Problem 3: Debugging practice

In this problem, we’ll look at a program called search, which works similar to the built in find command that you may or may not have used in the past.

search takes two arguments: a directory to search in, and a file to search for. For example, we can search for hi in the current directory, and search will recurse through all child directories, printing any matching files:

🍉  ./search . hi.txt
./samples/a/b/c/hi.txt
./samples/hi.txt
./samples/subdir/hi.txt
./samples/subdir2/hi.txt

We have implemented search for you in the lab1 directory. However, there are three bugs that prevent the implementation from working.

First, take a few minutes to read through the code and make sure you understand what it’s trying to do. The program works by recursing through subdirectories using the listMatches function. Here are some example recursive calls:

listMatches(".", 1, "hi.txt")
- listMatches("./samples", 9, "hi.txt")
- listMatches("./samples/a", 11, "hi.txt")
  - listMatches("./samples/a/b", 13, "hi.txt")
    - listMatches("./samples/a/b/c", 15, "hi.txt")
- listMatches("./samples/subdir", 16, "hi.txt")
- listMatches("./samples/subdir2", 17, "hi.txt")

There are a few new functions used in this code, such as stat (which gets information from a file’s inode), opendir (which opens a directory for reading), and readdir (which reads a directory entry from an open directory). You won’t need these functions for the rest of this class, so don’t spend much time worrying about them; you just need to understand what they are being used for.

Once you have a feel for how the code is supposed to work, try using print statements and/or gdb to follow its execution and get an idea of what it is actually doing. Again, there are three bugs you’ll need to fix in order to make it work!

To be clear, we don’t want you to read the code and find what’s wrong just by looking at it. Sometimes you can find bugs that way, but many times it’s more productive to debug by building a mental model of how the program is misbehaving, and then use that information to figure out where the bug is.

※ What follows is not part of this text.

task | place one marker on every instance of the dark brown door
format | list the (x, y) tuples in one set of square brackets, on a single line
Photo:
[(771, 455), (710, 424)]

Problem 4: `valgrind` and orphaned file descriptors

This problem may be useful in your assignments to show you how to ensure you aren’t leaking file descriptors.

Here’s a very short exercise to enhance your understanding of valgrind and what it can do for you. Start by opening open-fds.cc in the lab1 directory, and trace through the code to keep tabs on what file descriptors are created, properly closed, and orphaned. Then run valgrind ./open-fds to confirm that there aren’t any memory leaks or errors (how could there be?), but then run valgrind --track-fds=yes ./open-fds to get information about the file descriptors that were (intentionally) left open. Without changing the logic of the program, insert as many close statements as necessary so that all file descriptors (including 0, 1, and 2) are properly donated back. (In practice, you do not have to close file descriptors 0, 1, and 2.)